Merkel’s government won’t stand in the way of Bundesbank help to fight the crisis by means of loans channeled through the International Monetary Fund, a senior Merkel ally said.
Financial stocks had the biggest gain in the S&P 500 (SPX) among 10 industries, rising 2.2 percent as a group. Bank of America added 3.2 percent to $5.82. JPMorgan increased 4.5 percent to $33.80. Morgan Stanley (MS) jumped 4.9 percent to $16.28.
Stocks rose even as the Institute for Supply Management’s non-manufacturing index fell to 52 in November from 52.9 a month earlier. The measure was projected to rise to 53.9, according to the median forecast in a Bloomberg News survey. Separate data showed that American factories received fewer orders in October for a second month.
MetLife rallied 3.8 percent to $32.97. Next year’s operating profit, which excludes some investment results, will be $4.80 to $5.20 a share, the New York-based company said today in a statement. That compares with the average $5.08 estimate of 20 analysts surveyed by Bloomberg.
Dollar General (DG)
Dollar General added 2.3 percent to $40.85. The company raised its 2012 adjusted earnings forecast to as much as $2.32 a share. On average, the analysts surveyed by Bloomberg estimated profit of $2.29 a share.

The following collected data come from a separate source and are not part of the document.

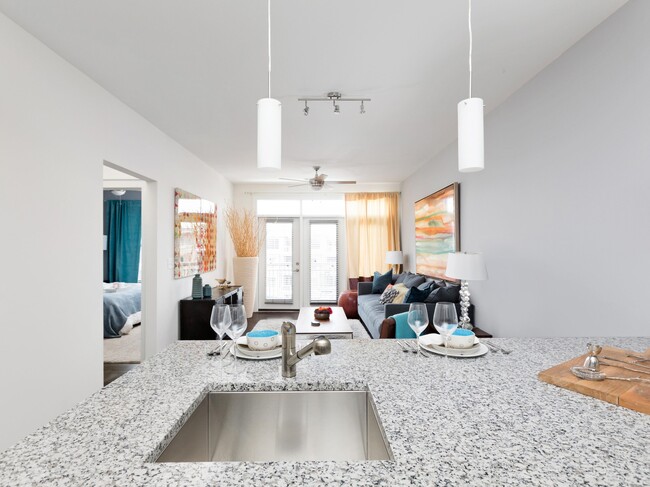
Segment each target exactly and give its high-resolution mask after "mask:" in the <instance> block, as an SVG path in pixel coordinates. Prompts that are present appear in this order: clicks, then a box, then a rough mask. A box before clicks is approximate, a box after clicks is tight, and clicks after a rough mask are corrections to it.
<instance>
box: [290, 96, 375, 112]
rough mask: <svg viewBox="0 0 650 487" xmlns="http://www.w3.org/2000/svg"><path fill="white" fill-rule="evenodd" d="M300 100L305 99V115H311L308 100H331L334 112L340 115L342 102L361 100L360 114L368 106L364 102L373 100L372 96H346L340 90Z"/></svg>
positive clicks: (303, 98)
mask: <svg viewBox="0 0 650 487" xmlns="http://www.w3.org/2000/svg"><path fill="white" fill-rule="evenodd" d="M298 101H304V102H305V108H303V109H302V111H303V113H304V114H305V116H307V115H309V105H307V103H308V102H310V101H326V102H331V103H332V106H333V107H334V113H335V114H336V115H339V114H340V113H341V105H340V103H341V102H346V101H354V102H361V108H360V110H359V113H360V114H362V115H363V114H364V113H366V107H365V105H364V104H363V102H366V101H371V100H370V98H344V97H343V95H341V93H339V92H338V91H330V92H329V93H328V94H327V95H326V96H315V97H304V98H298Z"/></svg>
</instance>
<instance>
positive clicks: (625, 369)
mask: <svg viewBox="0 0 650 487" xmlns="http://www.w3.org/2000/svg"><path fill="white" fill-rule="evenodd" d="M600 365H605V366H607V367H617V368H619V369H625V370H631V371H632V372H637V373H638V374H648V375H650V371H646V370H639V369H634V368H632V367H626V366H625V365H618V364H610V363H607V362H602V361H601V362H600ZM635 367H638V366H636V365H635ZM587 368H589V367H587ZM592 370H593V369H592Z"/></svg>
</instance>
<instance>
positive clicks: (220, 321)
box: [210, 304, 231, 364]
mask: <svg viewBox="0 0 650 487" xmlns="http://www.w3.org/2000/svg"><path fill="white" fill-rule="evenodd" d="M230 321H231V319H230V308H229V307H228V305H227V304H215V305H214V306H213V307H212V313H211V314H210V326H211V327H212V329H213V330H214V332H215V333H216V334H217V337H219V349H218V350H219V353H220V354H221V359H222V360H221V363H222V364H223V355H224V354H223V353H222V352H223V350H222V348H223V336H224V335H225V333H226V330H227V329H228V327H229V326H230Z"/></svg>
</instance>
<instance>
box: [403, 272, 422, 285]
mask: <svg viewBox="0 0 650 487" xmlns="http://www.w3.org/2000/svg"><path fill="white" fill-rule="evenodd" d="M425 279H426V278H425V277H424V276H420V275H418V274H411V275H409V276H408V277H407V278H406V279H404V284H405V285H406V287H408V288H411V287H415V286H419V285H420V284H422V283H423V282H424V280H425Z"/></svg>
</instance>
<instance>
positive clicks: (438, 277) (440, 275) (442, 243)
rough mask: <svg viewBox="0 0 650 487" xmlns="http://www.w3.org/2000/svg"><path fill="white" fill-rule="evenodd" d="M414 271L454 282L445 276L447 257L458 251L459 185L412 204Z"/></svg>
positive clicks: (440, 189) (430, 195)
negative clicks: (413, 235)
mask: <svg viewBox="0 0 650 487" xmlns="http://www.w3.org/2000/svg"><path fill="white" fill-rule="evenodd" d="M414 215H415V270H416V272H417V273H418V274H422V275H425V276H430V277H434V278H436V279H444V280H447V281H455V280H454V279H450V278H448V277H447V276H446V275H445V270H446V267H447V254H449V253H452V252H460V183H458V182H454V183H451V184H449V185H448V186H445V187H444V188H442V189H439V190H438V191H436V192H434V193H431V194H430V195H428V196H425V197H424V198H421V199H419V200H417V201H416V202H415V203H414Z"/></svg>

SuccessFactors Inc. (SFSF) surged 51 percent to $39.70. SAP AG, the largest maker of business-management software, agreed to buy the company for $3.4 billion in cash to keep pace with rival Oracle Corp. in the cloud-computing market.
Entergy Corp. (ETR) jumped 3.6 percent to $72.14. ITC Holdings Corp. (ITC) will acquire the company’s power-line business for $1.78 billion in assumed debt, making it one of the largest U.S. owners of transmission lines. ITC gained 7.3 percent to $79.13.
Chesapeake Energy Corp. (CHK) added 1.8 percent to $25.89. The company which agreed last month to sell part of its Utica Shale holdings sold to a group of private investors $750 million worth of preferred shares in a subsidiary created to help fund development of the oil and natural-gas field.

Year-End Rally

The S&P 500 may jump 6.9 percent by the end of this month as the benchmark measure completes a year-end rally, according to Peter Beuttell, a technical analyst at MTS Research Ltd. in Bath, England.
“If you look around the world, certain indexes didn’t look like they recovered enough, so there is a chance that the initial rallies could repeat,” Beuttell said in a telephone interview today. “That supports the case for another rally pattern, which is under way now.”
The “double zigzag” that began in October will continue this month, with the S&P 500 climbing to a resistance level of 1,330 by the end of the year, Beuttell said. The gauge slipped less than 0.1 percent to 1,244.28 on Dec. 2. The S&P 500 will not drop to its support level of 1,120 to 1,160 until next year. The S&P 500 has rebounded 15 percent from its October low of 1,099.23.